Loud cheering, applause and the honking of car horns rang out across the city as Melbourne exited the lockdown at 11:59 p.m. Thursday, local media reported, after the state of Victoria, of which Melbourne is the capital, achieved full inoculation for 70 percent of residents aged 16 and above.

People are seen at a bar on the Yarra River on Oct. 22, 2021 in Melbourne, Australia (Getty/Kyodo)

Daniel Andrews, premier of Victoria, told reporters Friday that the state has ended the lockdown in the city and can begin meaningful steps to open the state fully, according to a report by ABC News.

"Today is a day to say thank you to more than 5.1 million Victorians who've had at least one dose and that now more than 70 percent of Victorians who've had both," Andrews was quoted as saying. "I simply cannot tell you how proud I am of every single Victorian who has persevered."

Victoria lifted the lockdown of Melbourne without eliminating transmission of the virus in the state. On Friday it reported 2,189 new infections and 16 deaths in the latest 24-hour period.

The restrictions, which had been in place since early August, saw Melbourne become the world's most locked-down city, enduring a total of 262 days of stay-at-home orders during six separate COVID-19 lockdowns since March 2020, the longest cumulative lockdown for a city in the world according to the reports by local media.

The Argentinian capital Buenos Aires previously held the record, after spending 234 days straight in lockdown last year, the reports said.

Under the eased restrictions in Melbourne, restaurants, hair salons and outdoor entertainment venues reopened with strict density limits in place, and residents are no longer be subject to a nightly curfew and 15-kilometer travel radius.
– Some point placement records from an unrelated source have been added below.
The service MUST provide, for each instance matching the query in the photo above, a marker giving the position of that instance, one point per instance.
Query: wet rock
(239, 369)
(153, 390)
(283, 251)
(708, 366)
But face masks remain mandatory indoors and outdoors.

As vaccination levels increase across the country with 71 percent of all Australians aged 16 and over now fully inoculated, the nation is looking toward reopening state and international borders, after a third wave of infections swept across the country's southeast from June, forcing months-long lockdowns in Sydney, Melbourne and the capital Canberra.

While the rest of the country remains largely COVID-free, the third wave triggered by the highly infectious Delta variant has forced Australia to abandon its previously successful elimination strategy, turning to vaccinations as the path out of the pandemic.

Despite the rise in cases in recent months, Australia's coronavirus numbers remain relatively low, with just over 152,000 cases and 1,590 deaths since the pandemic began.